1

Assuming a post code is in the form A0A 0AA, or A0 0AA where A is any letter and 0 is any number i have written the following sed script to search a web page for a post code.

s/\(([[:alnum:]]\{2,4\})\) \(([[:alnum:]]\{3\})\)/\1 \2/p

To store the first part (A0A) in the first region and second part (0AA) in the second region. then printing out what is found. However running this is currently not finding any postcodes.

Any ideas? thanks

Martin Ellis
  • 9,603
  • 42
  • 53
BradStevenson
  • 1,974
  • 7
  • 26
  • 40
  • As a general tip, I'd recommend that you start building more complex regexes by constructing and testing the individual parts, verifying they work and then putting the whole thing together. In this case, that would mean trying to match **A0-or-A0A**, then **0AA**, then putting them together. – itsbruce Nov 08 '12 at 14:47
  • Odd question. Your profile says UK, but the format you give doesn't adequately describe UK postcodes. – Martin Ellis Nov 08 '12 at 14:51

3 Answers3

2

I realise you're asking about a subset of valid postcodes, but I hope this solution for UK postcodes will help. I'd approach the problem like this:

Looking at the format for post-codes, the formats are

  • A9 9AA
  • A99 9AA
  • AA9 9AA
  • AA99 9AA
  • A9A 9AA
  • AA9A 9AA

A regex for the last part is easy: [0-9][A-Z]{2}

The first part is tricker. I'd split the problem into two:

  • The first four patterns above can be matched using [A-Z]{1,2}[0-9]{1,2}, i.e. one or two letters followed by one or two digits;
  • The last two patterns can be matched using [A-Z]{1,2}[0-9][A-Z], i.e. one or two letters, then a digit and a letter.

Putting it all together:

sed -rn 's/.*(([A-Z]{1,2}[0-9]{1,2}|[A-Z]{1,2}[0-9][A-Z]) [0-9][A-Z]{2}).*/\1/p'
Martin Ellis
  • 9,603
  • 42
  • 53
0

It's hard to find something right with your regex.

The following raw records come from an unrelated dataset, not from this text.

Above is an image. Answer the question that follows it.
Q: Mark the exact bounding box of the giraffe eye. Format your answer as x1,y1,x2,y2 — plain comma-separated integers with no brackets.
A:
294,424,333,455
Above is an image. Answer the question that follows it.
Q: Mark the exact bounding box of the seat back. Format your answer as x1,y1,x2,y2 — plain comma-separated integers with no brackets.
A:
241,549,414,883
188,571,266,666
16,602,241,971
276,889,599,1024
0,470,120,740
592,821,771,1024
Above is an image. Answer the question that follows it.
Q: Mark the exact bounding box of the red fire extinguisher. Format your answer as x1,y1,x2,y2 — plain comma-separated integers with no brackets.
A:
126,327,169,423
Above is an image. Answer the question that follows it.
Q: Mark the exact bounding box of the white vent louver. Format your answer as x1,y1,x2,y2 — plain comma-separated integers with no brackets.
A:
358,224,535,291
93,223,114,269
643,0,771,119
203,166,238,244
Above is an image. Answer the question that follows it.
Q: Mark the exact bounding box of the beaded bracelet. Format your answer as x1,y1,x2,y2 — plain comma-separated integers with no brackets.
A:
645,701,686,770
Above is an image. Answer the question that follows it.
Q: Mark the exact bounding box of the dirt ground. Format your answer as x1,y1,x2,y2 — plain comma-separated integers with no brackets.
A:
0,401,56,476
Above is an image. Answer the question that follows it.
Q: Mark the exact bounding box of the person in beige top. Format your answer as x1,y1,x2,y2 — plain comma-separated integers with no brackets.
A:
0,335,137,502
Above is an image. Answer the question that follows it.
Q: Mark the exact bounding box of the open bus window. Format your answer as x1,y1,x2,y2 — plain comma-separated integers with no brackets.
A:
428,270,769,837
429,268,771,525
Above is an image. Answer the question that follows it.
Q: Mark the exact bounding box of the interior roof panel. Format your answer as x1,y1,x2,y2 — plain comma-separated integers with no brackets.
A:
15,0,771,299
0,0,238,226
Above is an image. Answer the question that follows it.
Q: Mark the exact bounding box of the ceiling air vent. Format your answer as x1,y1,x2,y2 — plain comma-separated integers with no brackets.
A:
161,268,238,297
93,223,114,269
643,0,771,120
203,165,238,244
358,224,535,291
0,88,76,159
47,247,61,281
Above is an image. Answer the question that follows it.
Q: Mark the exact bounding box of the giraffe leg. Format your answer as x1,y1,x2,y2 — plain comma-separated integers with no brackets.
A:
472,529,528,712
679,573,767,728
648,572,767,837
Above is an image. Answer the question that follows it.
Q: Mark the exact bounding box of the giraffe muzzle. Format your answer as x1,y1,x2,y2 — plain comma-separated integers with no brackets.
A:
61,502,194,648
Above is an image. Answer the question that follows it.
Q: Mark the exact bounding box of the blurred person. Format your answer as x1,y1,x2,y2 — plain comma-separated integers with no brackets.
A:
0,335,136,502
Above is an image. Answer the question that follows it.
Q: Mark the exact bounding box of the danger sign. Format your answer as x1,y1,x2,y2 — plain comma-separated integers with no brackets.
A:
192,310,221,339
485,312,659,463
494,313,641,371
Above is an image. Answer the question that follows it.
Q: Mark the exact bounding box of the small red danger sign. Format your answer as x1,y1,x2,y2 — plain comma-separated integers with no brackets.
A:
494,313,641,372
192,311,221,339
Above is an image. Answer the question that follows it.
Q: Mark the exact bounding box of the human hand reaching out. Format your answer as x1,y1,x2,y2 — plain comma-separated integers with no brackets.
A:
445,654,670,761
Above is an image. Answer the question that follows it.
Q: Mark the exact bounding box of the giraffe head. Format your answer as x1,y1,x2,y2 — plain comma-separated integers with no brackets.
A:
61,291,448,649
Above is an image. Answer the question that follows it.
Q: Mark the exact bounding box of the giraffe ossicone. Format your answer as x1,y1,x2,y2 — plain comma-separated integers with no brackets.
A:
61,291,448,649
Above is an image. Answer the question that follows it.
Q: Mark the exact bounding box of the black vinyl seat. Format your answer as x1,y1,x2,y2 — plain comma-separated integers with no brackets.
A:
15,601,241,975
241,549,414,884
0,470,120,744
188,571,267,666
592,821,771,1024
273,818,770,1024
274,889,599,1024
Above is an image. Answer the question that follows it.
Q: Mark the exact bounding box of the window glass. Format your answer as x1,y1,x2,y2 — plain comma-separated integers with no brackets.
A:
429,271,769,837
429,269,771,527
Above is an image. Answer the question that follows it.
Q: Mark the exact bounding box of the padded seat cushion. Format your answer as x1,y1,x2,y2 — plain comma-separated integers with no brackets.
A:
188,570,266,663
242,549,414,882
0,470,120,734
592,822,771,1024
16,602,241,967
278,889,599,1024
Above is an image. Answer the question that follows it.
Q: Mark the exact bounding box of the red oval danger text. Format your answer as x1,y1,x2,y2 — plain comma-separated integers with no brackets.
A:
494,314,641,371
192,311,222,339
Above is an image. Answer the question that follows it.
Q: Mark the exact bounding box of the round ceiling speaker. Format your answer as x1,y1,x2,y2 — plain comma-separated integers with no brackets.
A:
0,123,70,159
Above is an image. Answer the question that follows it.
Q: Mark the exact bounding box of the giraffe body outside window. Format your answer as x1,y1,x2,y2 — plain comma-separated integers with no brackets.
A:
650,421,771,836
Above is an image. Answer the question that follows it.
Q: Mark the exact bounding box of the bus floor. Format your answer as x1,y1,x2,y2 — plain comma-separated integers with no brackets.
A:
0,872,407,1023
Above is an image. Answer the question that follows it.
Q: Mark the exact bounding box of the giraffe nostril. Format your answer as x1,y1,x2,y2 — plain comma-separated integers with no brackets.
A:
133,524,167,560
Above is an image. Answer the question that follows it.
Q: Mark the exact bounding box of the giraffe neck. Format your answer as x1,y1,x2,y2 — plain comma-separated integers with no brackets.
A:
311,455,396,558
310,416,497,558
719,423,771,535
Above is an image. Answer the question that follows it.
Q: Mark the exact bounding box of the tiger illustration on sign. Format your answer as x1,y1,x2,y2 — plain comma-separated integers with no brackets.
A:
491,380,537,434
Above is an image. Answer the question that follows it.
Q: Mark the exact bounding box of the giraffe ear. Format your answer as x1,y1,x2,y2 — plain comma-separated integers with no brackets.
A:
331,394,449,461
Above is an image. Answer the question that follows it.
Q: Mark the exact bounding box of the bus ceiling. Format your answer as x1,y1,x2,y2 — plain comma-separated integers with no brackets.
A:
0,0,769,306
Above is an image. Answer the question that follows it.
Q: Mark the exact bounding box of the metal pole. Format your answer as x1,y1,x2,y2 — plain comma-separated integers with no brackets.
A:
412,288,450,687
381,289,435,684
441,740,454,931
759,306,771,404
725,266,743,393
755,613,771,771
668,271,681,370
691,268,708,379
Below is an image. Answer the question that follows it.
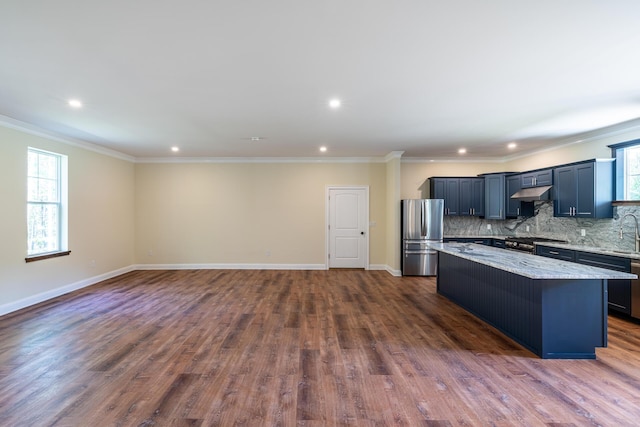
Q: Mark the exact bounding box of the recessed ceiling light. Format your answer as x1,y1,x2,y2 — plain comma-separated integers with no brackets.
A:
458,148,467,154
68,99,82,109
507,142,517,149
171,146,180,152
320,146,327,152
329,99,341,109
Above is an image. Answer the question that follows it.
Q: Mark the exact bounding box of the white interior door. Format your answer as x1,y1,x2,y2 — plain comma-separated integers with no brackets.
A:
328,187,368,269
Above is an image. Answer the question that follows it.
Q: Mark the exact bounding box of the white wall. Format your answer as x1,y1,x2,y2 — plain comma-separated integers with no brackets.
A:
0,126,135,314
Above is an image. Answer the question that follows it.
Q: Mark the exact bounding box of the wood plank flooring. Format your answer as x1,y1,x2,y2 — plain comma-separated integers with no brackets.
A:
1,269,640,426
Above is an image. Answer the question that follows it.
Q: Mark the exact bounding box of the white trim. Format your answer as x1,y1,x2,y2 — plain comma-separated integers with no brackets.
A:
0,265,136,316
134,263,326,270
0,115,135,162
136,156,387,164
384,151,404,162
325,185,370,270
369,264,402,276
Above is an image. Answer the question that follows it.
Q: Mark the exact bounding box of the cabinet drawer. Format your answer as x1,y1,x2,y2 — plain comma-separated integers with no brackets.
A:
444,238,491,246
535,245,575,261
574,251,630,272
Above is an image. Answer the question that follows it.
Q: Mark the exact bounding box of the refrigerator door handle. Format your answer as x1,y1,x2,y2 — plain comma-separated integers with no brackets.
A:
404,250,438,255
421,202,426,237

  1. What are the inner, unescaped parentheses there for? Because they are unescaped, they are literally matched. They serve no purpose, in any case.
  2. Why are you trying to match two [:alnum:] blocks when your actual pattern requires [:alpha:] in some places and [:digit:] in others?
  3. Why {2,4}? You want two or three, not two, three or four. What you actually want is either letter-number-letter or letter-number.
  4. Because you don't specify word boundaries, even if you fix your regex, the first pattern will match A0 at the end of a word and the second pattern will match 0AA at the beginning of the word.

You need to, at minimum

  1. Drop the inner parentheses
  2. Change the {2,4} to {2,3}
  3. Add word boundary matches at the beginning and end of the regex

However, this will still not properly satisfy your requirements. It will match invalid patterns. What you really need to do is

  1. Drop the inner parentheses
  2. Change the first pattern to match either [:alpha:][:digit:] or [:alpha:][:digit:][:alpha:] (there are two ways to do this).
  3. Change the second pattern to match [:digit:][:alpha:][:alpha:]
  4. Add word boundary matches at the beginning and end of the regex.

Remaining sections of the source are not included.